Ortega y Gasset dijo que la cultura era una especie de movimiento natatorio para que el sujeto humano no se hunda en el mar de la naturaleza. Esta afirmación puede tener una referencia doble. Una, la cultura entendida como actuación del hombre inteligente para no ahogarse en medio de una naturaleza que le es insuficiente para mantenerse o, quizás, hostil a él. En ese supuesto, la cultura es la aplicación de la técnica y el uso de ella.
Mas la cultura puede ser entendida como el esfuerzo del hombre por comportarse razonablemente y no dejarse arrastrar por la pura animalidad. En ese esfuerzo del espíritu es evidente que no entra solamente la capacidad intelectiva del hombre. Sin su capacidad de bondad-amor, la pura inteligencia puede no ennoblecerle.

Más aún, a ese esfuerzo aludido por no hundirse en la naturaleza, habría que añadir desde la certeza de la fe que la cultura es el movimiento, como natatorio, del hombre no sólo para no naufragar en la naturaleza, sino para llegar a alcanzar lo que, por puro don, le es connatural: la sobrenaturaleza. De ahí que una cultura que ahogue lo sobrenatural no nos sirve a los cristianos.
Con esto queda dicho que los católicos nos enfrentamos una vez más, como tantas otras en la historia con una cultura, la de la calle, la que brindan los medios de comunicación y la que se quiere imponer desde algunas instancias poderosas, que no sólo orilla toda trascendencia, sino que se opone radicalmente a cuanto suponga una concepción religiosa de la vida.
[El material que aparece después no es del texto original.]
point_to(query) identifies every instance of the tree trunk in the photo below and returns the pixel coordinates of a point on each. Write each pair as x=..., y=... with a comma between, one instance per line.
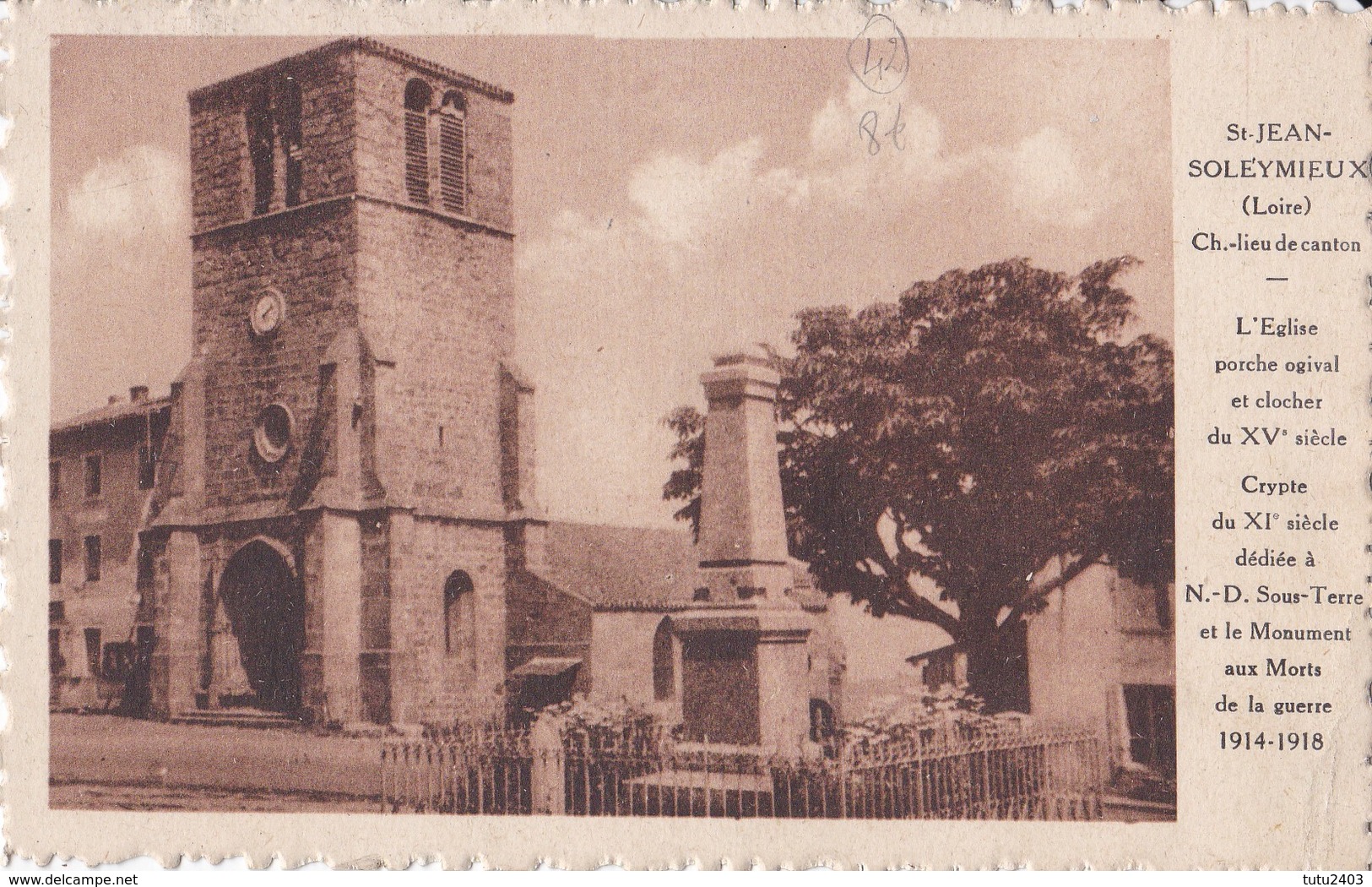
x=998, y=667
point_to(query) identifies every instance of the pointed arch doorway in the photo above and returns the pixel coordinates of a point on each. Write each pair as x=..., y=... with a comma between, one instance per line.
x=257, y=632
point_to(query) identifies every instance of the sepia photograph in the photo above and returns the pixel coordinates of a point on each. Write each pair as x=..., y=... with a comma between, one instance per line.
x=553, y=425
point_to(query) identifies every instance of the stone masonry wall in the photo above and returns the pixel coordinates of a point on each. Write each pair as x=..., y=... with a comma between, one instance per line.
x=307, y=257
x=443, y=326
x=431, y=685
x=221, y=169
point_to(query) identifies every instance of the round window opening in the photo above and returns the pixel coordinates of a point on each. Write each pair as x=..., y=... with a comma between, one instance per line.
x=272, y=436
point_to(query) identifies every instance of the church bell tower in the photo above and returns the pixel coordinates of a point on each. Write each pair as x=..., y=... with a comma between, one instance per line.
x=350, y=414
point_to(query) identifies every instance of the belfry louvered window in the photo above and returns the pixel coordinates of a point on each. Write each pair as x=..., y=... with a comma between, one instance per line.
x=291, y=139
x=452, y=149
x=259, y=150
x=417, y=96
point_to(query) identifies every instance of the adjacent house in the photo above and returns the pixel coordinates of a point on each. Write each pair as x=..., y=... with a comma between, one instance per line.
x=102, y=470
x=1099, y=658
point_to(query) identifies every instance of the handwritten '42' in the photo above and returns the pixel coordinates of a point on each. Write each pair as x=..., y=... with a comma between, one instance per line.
x=870, y=131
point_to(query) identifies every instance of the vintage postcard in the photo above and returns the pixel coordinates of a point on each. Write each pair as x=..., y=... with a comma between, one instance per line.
x=869, y=436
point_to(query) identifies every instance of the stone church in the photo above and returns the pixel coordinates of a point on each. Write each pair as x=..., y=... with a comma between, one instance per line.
x=344, y=525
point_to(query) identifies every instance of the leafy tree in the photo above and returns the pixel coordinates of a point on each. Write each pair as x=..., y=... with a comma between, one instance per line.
x=991, y=432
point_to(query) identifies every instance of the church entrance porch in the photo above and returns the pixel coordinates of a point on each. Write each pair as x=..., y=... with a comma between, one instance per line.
x=256, y=632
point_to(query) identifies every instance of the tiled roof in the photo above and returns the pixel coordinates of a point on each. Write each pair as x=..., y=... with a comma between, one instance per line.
x=630, y=568
x=111, y=414
x=621, y=566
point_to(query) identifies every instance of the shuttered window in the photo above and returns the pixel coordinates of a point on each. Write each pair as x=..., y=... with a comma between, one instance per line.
x=453, y=161
x=417, y=96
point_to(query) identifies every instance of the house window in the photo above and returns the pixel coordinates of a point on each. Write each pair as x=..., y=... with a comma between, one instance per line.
x=261, y=150
x=1152, y=716
x=417, y=98
x=92, y=651
x=147, y=467
x=55, y=562
x=291, y=138
x=452, y=153
x=146, y=569
x=664, y=665
x=458, y=614
x=92, y=476
x=92, y=546
x=57, y=662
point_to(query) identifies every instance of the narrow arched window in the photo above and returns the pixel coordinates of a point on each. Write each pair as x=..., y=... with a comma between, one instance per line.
x=664, y=665
x=452, y=151
x=417, y=99
x=259, y=149
x=291, y=138
x=458, y=614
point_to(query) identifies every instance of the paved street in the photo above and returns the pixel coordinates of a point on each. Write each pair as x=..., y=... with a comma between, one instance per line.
x=114, y=762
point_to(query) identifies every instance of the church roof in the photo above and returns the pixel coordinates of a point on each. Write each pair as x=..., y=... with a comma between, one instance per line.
x=621, y=566
x=636, y=568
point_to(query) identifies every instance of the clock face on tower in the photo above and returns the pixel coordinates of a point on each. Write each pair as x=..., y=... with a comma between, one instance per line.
x=268, y=313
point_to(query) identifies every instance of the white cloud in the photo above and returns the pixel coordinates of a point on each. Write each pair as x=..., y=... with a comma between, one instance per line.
x=681, y=197
x=1049, y=184
x=143, y=187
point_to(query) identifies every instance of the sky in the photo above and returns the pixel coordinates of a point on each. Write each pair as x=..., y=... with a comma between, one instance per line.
x=674, y=199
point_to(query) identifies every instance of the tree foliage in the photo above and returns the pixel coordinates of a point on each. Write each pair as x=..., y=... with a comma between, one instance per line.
x=985, y=430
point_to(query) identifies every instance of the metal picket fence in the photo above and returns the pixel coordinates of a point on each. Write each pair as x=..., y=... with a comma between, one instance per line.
x=991, y=777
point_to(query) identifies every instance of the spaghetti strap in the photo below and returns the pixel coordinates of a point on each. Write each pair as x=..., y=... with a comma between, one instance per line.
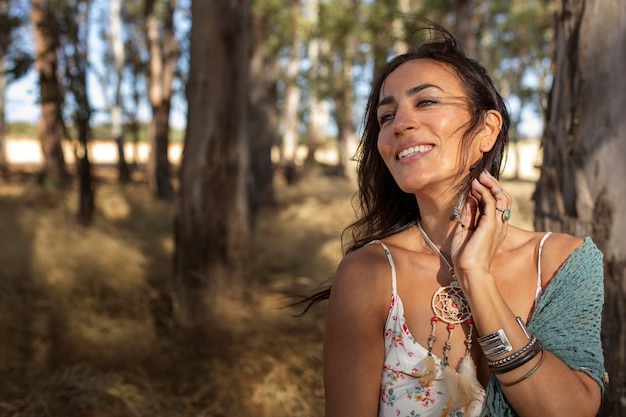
x=539, y=290
x=391, y=264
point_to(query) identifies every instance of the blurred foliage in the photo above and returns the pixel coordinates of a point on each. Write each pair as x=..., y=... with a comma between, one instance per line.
x=98, y=132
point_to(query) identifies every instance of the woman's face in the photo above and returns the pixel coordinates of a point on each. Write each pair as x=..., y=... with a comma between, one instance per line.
x=422, y=113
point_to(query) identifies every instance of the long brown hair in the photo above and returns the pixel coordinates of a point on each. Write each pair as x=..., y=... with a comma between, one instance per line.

Baste recordar cómo se facilita la infidelidad de los esposos, el consumo de droga, la muerte de los no nacidos, la rebeldía a toda norma, el consumismo sin límites, la agresividad hacia el prójimo.

Parafraseando la definición de Ortega, podemos decir hoy que el sentido religioso es como el movimiento natatorio del hombre para no naufragar en una cultura y técnica que, en determinados aspectos, se torna agresiva para la nobleza del hombre y aun para su misma supervivencia. Conviene tener presente que, ni la cultura de la sociedad, ni la fe personal de cada hombre, es algo cristalizado, inamoviblemente objetivable, sino en proceso uno de cuyos polos es el hombre y el otro Dios en el que entran los dones de Dios y las tareas nuestras. No es cristiano, pues, quedarnos como meros espectadores de la evolución socio-cultural.

Quede esto dicho, porque hay áreas de creyentes bastante amplias con una actitud de pesimismo, que conduce a convertirse en espectadores críticos del proceso cultural, sin capacidad para considerarse reconductores del mismo. Los cristianos sabemos, mejor que otros, que el mundo no es fatalmente de una determinada manera, sino como los hombres, que son el alma del mundo, quieren hacerlo.